WASHINGTON (Reuters) - A National Security Agency contractor has been arrested and charged with stealing highly classified information, authorities said on Wednesday, a data breach that could mark a damaging new leak about the U.S. government's surveillance efforts.
Harold Thomas Martin, 51, who worked for Booz Allen Hamilton, was taken into custody in Maryland in August, said a U.S. official, speaking on condition of anonymity. Booze Allen is the consulting firm that employed Edward Snowden when he revealed the collection of metadata by the NSA in 2013.
Booz Allen said in a statement that when the company "learned of the arrest of one of its employees by the FBI," they immediately fired the employee and offered full cooperation to the FBI.
The same month Martin was arrested, some of the NSA’s most sophisticated hacking tools were dumped onto public websites by a group calling itself Shadow Brokers.
The company’s stock was down 3.7 percent to $30.33 a share, following the report.
The U.S. Justice Department charged Martin, who had top secret national security clearance, with theft of classified government material, according to a criminal complaint unsealed on Wednesday.
Word of the arrest followed a New York Times report that the Federal Bureau of Investigation was investigating whether he stole and disclosed highly classified computer "source code" developed to hack into the networks of Russia, China, Iran, North Korea and other countries.
It was the latest disclosure of details of cyber spying by the U.S. government since Snowden stole and released a vast trove of documents that exposed the reach of the NSA's surveillance programs at home and abroad. It comes at a time of growing concern over the cyberhacking of federal agencies and American political parties.
According to the complaint, documents found in Martin's possession contained sensitive intelligence.
"These six documents were produced through sensitive government sources, methods, and capabilities, which are critical to a wide variety of national security issues," the complaint said. It said Martin had the ability to access U.S. government property that was not permitted to leave its authorized location.
Martin's lawyer could not immediately be reached for comment.
The Justice Department's chief national security prosecutor, John Carlin, declined to comment on the specifics of the case.

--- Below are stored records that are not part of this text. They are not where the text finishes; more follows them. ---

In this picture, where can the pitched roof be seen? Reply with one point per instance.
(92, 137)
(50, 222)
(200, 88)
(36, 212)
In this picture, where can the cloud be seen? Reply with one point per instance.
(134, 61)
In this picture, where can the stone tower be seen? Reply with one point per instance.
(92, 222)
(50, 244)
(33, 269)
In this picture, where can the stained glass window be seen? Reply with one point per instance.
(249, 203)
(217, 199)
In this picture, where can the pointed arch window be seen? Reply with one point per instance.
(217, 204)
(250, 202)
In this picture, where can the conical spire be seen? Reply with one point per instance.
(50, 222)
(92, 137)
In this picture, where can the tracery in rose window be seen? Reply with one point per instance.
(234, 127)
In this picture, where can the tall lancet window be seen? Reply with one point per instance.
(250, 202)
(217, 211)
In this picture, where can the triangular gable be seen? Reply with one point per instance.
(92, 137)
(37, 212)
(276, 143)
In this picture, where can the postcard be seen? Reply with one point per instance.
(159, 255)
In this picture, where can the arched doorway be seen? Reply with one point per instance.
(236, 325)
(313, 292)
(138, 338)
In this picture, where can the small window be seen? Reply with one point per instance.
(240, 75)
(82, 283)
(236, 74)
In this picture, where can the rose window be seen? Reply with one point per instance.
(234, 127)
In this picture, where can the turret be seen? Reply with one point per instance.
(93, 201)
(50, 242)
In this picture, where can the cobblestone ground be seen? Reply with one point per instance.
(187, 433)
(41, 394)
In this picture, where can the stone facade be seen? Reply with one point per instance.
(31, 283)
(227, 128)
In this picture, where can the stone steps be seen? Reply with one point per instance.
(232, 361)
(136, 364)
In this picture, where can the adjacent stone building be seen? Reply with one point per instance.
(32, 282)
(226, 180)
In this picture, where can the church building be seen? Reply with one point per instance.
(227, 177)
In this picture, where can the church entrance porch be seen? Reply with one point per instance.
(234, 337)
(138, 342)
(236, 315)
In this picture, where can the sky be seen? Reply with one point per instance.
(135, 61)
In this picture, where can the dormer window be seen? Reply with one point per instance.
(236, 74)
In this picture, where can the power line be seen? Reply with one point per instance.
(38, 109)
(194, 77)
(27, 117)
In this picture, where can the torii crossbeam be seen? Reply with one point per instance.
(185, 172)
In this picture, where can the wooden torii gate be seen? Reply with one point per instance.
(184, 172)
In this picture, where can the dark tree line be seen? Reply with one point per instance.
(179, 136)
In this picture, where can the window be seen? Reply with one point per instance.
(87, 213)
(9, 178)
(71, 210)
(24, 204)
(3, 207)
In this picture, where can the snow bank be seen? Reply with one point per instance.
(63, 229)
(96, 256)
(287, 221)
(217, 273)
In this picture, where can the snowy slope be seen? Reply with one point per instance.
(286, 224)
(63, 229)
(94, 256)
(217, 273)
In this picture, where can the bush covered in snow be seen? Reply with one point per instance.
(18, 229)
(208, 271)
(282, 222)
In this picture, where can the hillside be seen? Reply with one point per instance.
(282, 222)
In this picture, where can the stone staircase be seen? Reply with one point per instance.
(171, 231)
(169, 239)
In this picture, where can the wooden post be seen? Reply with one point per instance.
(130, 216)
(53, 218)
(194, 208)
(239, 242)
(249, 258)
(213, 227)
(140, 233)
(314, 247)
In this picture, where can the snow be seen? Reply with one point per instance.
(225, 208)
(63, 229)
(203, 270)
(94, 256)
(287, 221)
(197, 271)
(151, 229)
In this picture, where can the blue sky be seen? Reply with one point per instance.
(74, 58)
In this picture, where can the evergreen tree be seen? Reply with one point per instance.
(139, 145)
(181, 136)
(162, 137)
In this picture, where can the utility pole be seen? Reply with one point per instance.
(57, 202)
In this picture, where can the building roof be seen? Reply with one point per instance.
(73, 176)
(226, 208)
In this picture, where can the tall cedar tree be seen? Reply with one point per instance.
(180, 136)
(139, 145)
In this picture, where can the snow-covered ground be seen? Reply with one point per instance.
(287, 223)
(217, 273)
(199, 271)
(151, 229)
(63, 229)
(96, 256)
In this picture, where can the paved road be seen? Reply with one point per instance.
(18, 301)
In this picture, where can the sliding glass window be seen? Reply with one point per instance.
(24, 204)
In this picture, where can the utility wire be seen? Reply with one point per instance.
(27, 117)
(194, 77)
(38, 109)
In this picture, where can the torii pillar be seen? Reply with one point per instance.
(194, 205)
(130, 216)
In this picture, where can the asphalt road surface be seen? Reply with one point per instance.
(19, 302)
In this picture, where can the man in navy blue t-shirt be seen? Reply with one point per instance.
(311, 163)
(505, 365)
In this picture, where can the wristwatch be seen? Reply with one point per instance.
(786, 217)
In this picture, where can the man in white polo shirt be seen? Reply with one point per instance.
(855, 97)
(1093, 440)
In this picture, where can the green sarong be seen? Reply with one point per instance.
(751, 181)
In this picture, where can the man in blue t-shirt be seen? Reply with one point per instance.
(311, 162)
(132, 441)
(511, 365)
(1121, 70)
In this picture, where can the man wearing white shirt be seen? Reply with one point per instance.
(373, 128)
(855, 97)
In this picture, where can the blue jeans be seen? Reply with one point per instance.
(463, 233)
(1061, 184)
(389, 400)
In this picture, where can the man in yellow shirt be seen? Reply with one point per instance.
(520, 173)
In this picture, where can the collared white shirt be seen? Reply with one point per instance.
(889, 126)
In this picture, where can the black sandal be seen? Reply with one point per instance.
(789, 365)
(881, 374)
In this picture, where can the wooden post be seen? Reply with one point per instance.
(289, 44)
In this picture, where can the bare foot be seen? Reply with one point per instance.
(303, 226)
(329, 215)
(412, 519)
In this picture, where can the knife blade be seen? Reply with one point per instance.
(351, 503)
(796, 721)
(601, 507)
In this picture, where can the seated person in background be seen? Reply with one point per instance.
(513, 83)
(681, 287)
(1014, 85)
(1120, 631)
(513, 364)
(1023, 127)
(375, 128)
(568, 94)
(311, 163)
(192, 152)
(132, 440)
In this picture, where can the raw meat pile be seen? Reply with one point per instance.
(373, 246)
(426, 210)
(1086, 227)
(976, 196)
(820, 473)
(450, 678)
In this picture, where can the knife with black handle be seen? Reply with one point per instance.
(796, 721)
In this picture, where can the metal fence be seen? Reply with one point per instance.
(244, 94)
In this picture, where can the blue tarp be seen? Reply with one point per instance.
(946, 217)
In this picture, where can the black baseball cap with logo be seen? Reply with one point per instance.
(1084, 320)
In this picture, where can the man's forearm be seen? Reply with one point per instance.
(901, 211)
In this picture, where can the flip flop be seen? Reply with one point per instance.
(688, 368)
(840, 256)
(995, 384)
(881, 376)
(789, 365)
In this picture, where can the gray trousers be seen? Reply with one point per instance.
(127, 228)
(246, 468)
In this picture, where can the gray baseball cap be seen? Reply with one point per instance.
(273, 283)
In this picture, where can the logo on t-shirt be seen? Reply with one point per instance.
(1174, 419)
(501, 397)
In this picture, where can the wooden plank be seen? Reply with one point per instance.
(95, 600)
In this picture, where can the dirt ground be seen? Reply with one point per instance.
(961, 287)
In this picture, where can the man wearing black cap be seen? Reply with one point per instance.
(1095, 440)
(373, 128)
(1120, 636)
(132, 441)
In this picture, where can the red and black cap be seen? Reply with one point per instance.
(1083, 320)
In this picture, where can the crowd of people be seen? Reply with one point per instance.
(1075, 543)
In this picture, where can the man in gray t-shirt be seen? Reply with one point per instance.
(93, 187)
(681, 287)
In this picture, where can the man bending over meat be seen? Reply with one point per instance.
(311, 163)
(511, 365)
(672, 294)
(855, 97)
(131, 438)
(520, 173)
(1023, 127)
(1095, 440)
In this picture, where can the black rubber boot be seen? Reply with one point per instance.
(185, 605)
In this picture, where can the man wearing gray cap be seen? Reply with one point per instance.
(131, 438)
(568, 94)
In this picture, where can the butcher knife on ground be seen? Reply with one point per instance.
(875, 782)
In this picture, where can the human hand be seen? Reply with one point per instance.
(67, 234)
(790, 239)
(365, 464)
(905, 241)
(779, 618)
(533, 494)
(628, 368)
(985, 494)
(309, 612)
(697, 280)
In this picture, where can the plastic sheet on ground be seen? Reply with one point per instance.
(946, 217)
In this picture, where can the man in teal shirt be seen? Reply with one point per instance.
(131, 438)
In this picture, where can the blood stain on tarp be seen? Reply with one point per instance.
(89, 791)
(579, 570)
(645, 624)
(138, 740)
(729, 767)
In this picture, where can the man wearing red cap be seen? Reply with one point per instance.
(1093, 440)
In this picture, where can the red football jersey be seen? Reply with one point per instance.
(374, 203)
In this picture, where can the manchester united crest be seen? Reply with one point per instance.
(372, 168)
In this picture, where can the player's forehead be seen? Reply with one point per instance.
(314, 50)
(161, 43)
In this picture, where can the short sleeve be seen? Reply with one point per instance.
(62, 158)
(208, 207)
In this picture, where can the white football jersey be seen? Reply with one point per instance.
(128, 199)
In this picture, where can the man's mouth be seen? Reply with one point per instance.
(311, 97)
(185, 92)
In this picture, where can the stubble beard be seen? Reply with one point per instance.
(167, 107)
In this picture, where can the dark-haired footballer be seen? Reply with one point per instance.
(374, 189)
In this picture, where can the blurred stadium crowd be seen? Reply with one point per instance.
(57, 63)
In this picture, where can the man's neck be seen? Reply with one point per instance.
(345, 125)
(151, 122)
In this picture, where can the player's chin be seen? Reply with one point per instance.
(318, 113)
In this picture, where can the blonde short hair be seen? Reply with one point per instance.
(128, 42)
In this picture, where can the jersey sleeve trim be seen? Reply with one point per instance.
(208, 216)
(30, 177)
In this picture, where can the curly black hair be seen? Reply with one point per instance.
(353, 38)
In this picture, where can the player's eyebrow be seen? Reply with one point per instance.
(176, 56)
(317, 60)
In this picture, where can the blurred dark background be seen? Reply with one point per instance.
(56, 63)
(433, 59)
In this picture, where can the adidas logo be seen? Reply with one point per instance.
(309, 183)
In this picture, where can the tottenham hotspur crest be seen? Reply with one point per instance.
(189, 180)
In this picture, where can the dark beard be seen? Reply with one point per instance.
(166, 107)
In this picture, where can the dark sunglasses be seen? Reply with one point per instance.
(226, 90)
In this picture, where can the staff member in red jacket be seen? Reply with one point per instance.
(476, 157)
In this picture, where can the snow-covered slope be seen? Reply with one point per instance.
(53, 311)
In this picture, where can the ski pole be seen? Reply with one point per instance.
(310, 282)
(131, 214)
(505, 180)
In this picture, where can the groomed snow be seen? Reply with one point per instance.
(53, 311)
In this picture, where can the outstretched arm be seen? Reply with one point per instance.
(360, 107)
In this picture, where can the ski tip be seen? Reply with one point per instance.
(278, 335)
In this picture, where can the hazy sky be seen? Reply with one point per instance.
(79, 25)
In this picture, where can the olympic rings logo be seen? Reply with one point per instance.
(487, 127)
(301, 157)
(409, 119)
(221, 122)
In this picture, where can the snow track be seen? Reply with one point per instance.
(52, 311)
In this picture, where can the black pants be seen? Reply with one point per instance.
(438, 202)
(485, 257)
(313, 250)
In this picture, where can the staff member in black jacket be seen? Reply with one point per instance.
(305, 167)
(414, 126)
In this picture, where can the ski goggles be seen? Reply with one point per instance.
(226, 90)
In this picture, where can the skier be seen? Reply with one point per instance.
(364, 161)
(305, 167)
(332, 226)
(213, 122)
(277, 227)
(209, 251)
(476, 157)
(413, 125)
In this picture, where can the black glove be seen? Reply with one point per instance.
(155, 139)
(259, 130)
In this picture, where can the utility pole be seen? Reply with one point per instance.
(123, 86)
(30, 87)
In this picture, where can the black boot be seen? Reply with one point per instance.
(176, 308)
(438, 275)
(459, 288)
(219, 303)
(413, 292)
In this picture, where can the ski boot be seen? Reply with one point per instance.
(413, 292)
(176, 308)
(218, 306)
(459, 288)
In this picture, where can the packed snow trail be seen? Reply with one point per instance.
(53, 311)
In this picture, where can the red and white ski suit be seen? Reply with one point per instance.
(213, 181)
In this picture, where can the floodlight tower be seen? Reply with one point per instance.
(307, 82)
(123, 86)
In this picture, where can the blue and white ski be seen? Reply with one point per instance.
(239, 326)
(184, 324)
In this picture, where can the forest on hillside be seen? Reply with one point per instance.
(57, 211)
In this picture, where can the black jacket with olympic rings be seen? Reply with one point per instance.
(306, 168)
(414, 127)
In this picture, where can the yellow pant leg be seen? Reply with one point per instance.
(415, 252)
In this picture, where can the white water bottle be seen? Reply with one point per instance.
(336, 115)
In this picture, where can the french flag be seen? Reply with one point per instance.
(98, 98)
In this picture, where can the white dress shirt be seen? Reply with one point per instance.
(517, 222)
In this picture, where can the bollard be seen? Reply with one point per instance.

He said, however, that insider threats have long posed a challenge to the government.
"I'm sure the trusted professionals I work with across the community will take a hard look at anything they can learn from this case, whether it's about contractors or other issues to see whether they can better defend our systems from others who might try to steal from them,” Carlin said in an interview on CSPAN.
Martin faces up to 10 years in prison if convicted on the most serious charges.
The leak of the NSA hacking tools coincided with U.S. officials saying they had concluded that Russia or its proxies were responsible for hacking political party organizations in the run-up to the Nov. 8 presidential election. The Russian government has denied involvement.